A análise da média ponderada histórica dos últimos cinco períodos sazonais da dengue (SE40/2018 a SE39/2023) revelou um padrão interessante. A partir da proximidade com a primavera, em 23 de setembro, que ocorre entre a SE38 e SE39 de cada ano epidemiológico, nota-se um crescimento positivo no número de casos. Esse aumento, embora atípico, deve ser considerado como um sinal de alerta para os gestores de saúde em todos os níveis, desde os municípios até o Ministério da Saúde. É crucial que ações preventivas sejam iniciadas de forma sincronizada em todo o país para evitar a proliferação da doença, principalmente durante a época de maior risco (Figura 2).

Figura 2. Variação semanal de casos de dengue com base na média ponderada da SE40/2018 até SE39/2023. Brasil, atualização em 18 de maio de 2024.

Elaborado: Wanderson Oliveira - Epidemiologista | Fonte: Sinan

É importante destacar que, apesar da tendência geral, cada região pode apresentar particularidades. As regiões Norte e Nordeste, por exemplo, podem ter um perfil epidemiológico distinto. No entanto, a necessidade de uma ação nacional unificada, com início simultâneo em todos os estados e municípios, é fundamental para garantir o controle da dengue. Esse “reinício” do ano epidemiológico a partir da SE40, como um “boot” de um jogo, permitirá que o sistema de saúde esteja preparado para enfrentar os desafios da próxima temporada de dengue.

Interpretando os dados

A análise dos dados da série histórica de dengue demonstra a importância de ações estratégicas e proativas por parte dos gestores de saúde para o controle da doença. A partir do início do "ANO DENGUE", na primeira quinzena de novembro, o Centro de Operações de Emergências (COE) deve ser ativado no nível 1, mesmo em anos sem grande epidemia. Essa medida se justifica pela necessidade de intensificar as ações de eliminação de focos do mosquito Aedes aegypti, realizar mutirões de limpeza, promover a educação em saúde e intensificar a vacinação.

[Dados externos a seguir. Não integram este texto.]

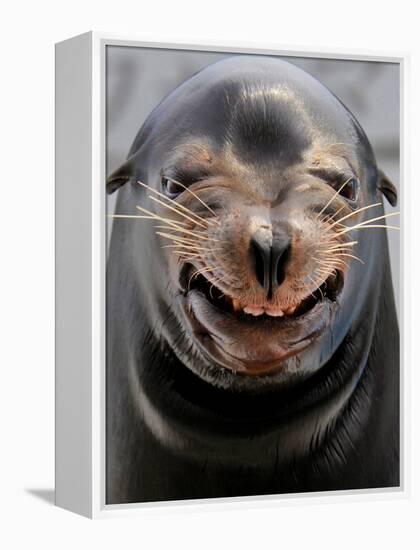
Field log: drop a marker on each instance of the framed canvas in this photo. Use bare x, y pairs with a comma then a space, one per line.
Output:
229, 274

É crucial lembrar que o período de férias escolares, que coincide com o final da primavera, aumenta a circulação dos vírus da dengue (DENV1, DENV2, DENV3 e DENV4), devido à intensificação das viagens e à maior probabilidade de contato com indivíduos infectados, tanto sintomáticos quanto assintomáticos. O mosquito infectado também pode se deslocar para outras regiões, viajando dentro de carros, ônibus e aviões.

A sazonalidade da dengue é bem definida: a primavera corresponde a cerca de 1% dos casos, o verão a 36%, o outono a 56% e o inverno a 7%. Com base nessas informações, as ações de saúde devem ser planejadas de forma estratégica, levando em consideração a época do ano e a fase epidemiológica da dengue.

As ações de saúde devem ser organizadas em quatro etapas: Preparação, Prevenção, Controle e Mitigação.

A fase de Preparação, entre junho e setembro, deve incluir a avaliação das lições aprendidas em anos anteriores, a revisão dos planos de contingência, a atualização da legislação e a previsão de insumos relevantes.

A fase de Prevenção, entre outubro e novembro, exige a implementação das medidas de prevenção e controle, o início de campanhas educativas, a ativação do COE e a intensificação das ações de vacinação.

A fase de Controle, entre dezembro e janeiro, demanda a investigação dos primeiros casos para ajustar as medidas de prevenção e controle e o fortalecimento das ações educativas.

Por fim, a fase de Mitigação, entre fevereiro e maio, deve envolver a criação de comissões específicas para investigar e concluir os óbitos e a elaboração de relatórios mais detalhados para analisar a situação epidemiológica e orientar as ações futuras.